The Time Is Now | The Source Weekly - Bend, Oregon

The Time Is Now

An opinion about the problems in the world today.

"Do you believe that this culture will undergo a voluntary transformation to a sane and sustainable way of living?" When Derrick Jensen, an environmental activist, author, small farmer, teacher and philosopher asked thousands of people this question, the answers ranged from emphatic "No's" to derisive laughter. His next question was "For those of us who care about life on this planet, how will this understanding - that this culture won't voluntarily stop destroying the natural world, eliminating indigenous cultures, exploiting the poor and killing those who resist - shift our strategy and tactics?

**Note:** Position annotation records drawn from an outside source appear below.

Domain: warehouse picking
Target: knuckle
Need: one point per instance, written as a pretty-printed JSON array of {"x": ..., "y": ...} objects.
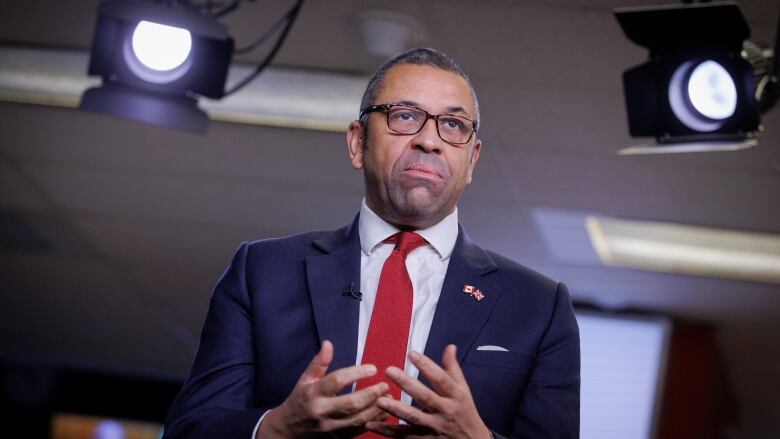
[{"x": 315, "y": 409}]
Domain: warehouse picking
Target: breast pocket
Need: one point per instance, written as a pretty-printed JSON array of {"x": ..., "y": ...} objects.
[
  {"x": 508, "y": 360},
  {"x": 497, "y": 381}
]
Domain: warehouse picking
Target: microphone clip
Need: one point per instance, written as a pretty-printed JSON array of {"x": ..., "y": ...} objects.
[{"x": 351, "y": 292}]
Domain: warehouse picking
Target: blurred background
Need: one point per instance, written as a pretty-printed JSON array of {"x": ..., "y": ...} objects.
[{"x": 114, "y": 233}]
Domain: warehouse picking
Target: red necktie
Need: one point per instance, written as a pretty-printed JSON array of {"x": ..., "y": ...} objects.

The answer? "We don't know, because we don't talk about it, and we don't talk about it because we're all so busy pretending that, against all evidence, there will be some miraculous transformation."


I'm beginning to move past the stance of trying to get myself and others to cut back on the use of water and electricity, to recycle, eat sustainably, drive sparingly, to the realization that those measures, while necessary, are dealing with the effects of global warming - not dealing with the cause. I'm reminded of an example my pastor once gave, of someone being extremely busy fishing dead and wounded people out of the river as they float by and caring for them, but never questioning why so many people are in the river, "Who's throwing them in?" We are only dealing with the effects, not questioning the system. We must, I believe, stop taking Industrial Capitalism as a given, as something that must be preserved as we tackle the problems of today.

We may be working as hard as we can to protect the places we love using the tools of the system. Yet we do not do the most important thing of all: We do not question the need for the existence of this death culture. We fail to question the logic that leads to clearcuts, murdered oceans, loss of topsoil, dammed rivers, poisoned aquifers, global warming, and most of us certainly don't act to bring it down.

Derrick Jensen points out, "Those who inherit whatever's left of the world once this culture has been stopped - whether through peak oil, economic collapse, ecological collapse, or the efforts of women and men fighting in alliance with the natural world - are going to judge us by the health of the land base, because that's what's going to support them or not. They're not going to care how we lived our lives, how hard we tried. They're not going to care whether we were nonviolent or violent, whether we grieved the murder of the planet, if we were enlightened. They're not going to care what kind of excuses we had to not act. (e.g. "I'm too stressed to think about it," or "It's too big and scary," or "I'm too busy," or "But I recycled," or a thousand other excuses we've all heard too many times.) They're not going to care how simply we lived, how pure we were in thought and action. They're not going to care if we voted Democrat, Republican, Green, Libertarian, or not at all... They're going to care whether they can breathe the air and drink the water, whether the land can support them"

As the earth's weather patterns react violently, and unpredictably to our actions, or rather, inaction, are we waiting for FEMA to bail us out as we shake our heads in disbelief?

The CEO's and politicians running this deathly economy are trying their best to pit us against each other. If we are busy fighting each other we will be blind to the real cause of our downfall. Do we expect these officials to come up with the miraculous transformation we are looking for? That's like putting the fox in charge of the hen house. It is long past time we change the industrial infrastructure. We must be the miracle we are seeking.